Jeffery, Alvin D. MSN, RN-BC, CCRN, FNP-BC; Pickler, Rita H. PhD, RN, PPCNP-BC, FAAN
With reports of up to 98,000 patients dying in hospitals every year because of errors,1 efforts to increase safety in healthcare have gained attention.2 Nurses play key roles in error reduction as they comprise a significant portion of the healthcare workforce. They are the clinicians present at the patient’s bedside for the largest proportion of a patient’s hospital stay. Although significant work has been done to reduce errors by systems improvement,2 minimal work has been disseminated delineating the barriers that keep nurses from following accepted standards of practice. These barriers could lead to errors3 or prevent delivery of the highest quality care.

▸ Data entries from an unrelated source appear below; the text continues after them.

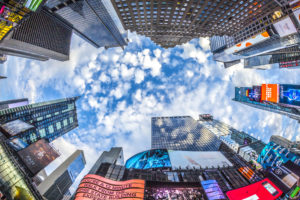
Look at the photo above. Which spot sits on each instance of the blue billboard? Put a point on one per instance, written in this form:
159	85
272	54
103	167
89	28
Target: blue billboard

With the significant focus of safe care delivery being placed on systems issues, it is possible the individual nurse’s role in delivering safe care has lost adequate attention. Placing all improvement efforts solely on individuals has not proven to be effective.2 Individuals do work within systems, and the relationship of nurses to the healthcare system should not be neglected. Formal academic preparation and organizational orientation should provide the necessary tools for safe practice. However, barriers may arise that prevent the nurse from using previously acquired knowledge, skills, or behaviors. By identifying barriers and reducing or eliminating them, individual exemplary practice combined with functional systems may ensure the highest level of patient safety.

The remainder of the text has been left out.